I understand this, but it feels a little weird if you try to do half of the setting with a record update (which you must), and then the rest with lens idioms. Would it be easier to do things HKD-style, but populate the record with a single update? That seems potentially fine - it's not often that you're going to want to incrementally build up a request using (<>~) or whatever.

The potential for ambiguity/misuse here seems to be that newStorageBucketsDelete { ... } is an atomic statement and newStorageBucketsDelete is not meaningful/useful until the required parameters are fully saturated.

Indeed. I'd try it out without lens, and with a single record update that fills all the parameters at once. I suspect that will look reasonable.

[ghost]

My two cents on this, though I'll admit up front I'm not a current Amazonka user, merely a past one.

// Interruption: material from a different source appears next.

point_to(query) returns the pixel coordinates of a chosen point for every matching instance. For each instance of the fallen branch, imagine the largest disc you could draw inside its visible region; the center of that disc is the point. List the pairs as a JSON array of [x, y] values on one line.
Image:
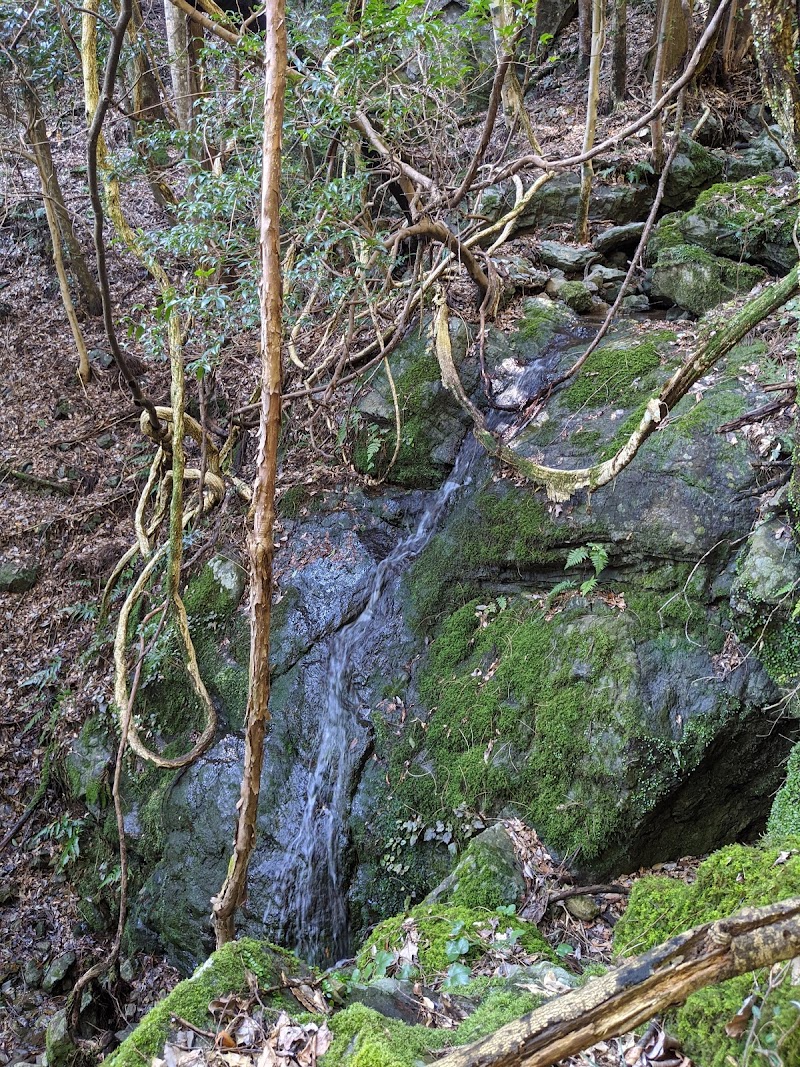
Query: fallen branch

I really like #3, from a performance point of view - it seems like the option most likely to allow unpacked fields in the records, which can help a lot with memory usage and fragmentation. I've worked on projects using Amazonka where we were passing through many GB of data through Amazonka types (possibly on the order of hundreds of GB per day), and anything that could help reduce GC time and memory usage would be very valuable. I know it's to something we currently generate, but IMO unpacking fields, particularly in response types, could be a decent win for many applications.

IMO the CPP version above isn't too bad, as it means that we have a nice way solution for the future, with an appropriate backwards compatible solution for anyone stuck using very old compilers.

I also quite like the BazRequired record version too (and honestly have no problem with the current function based one - as long as we never change the order of arguments between Get runs that should be fine... maybe that's not possible to guarantee though).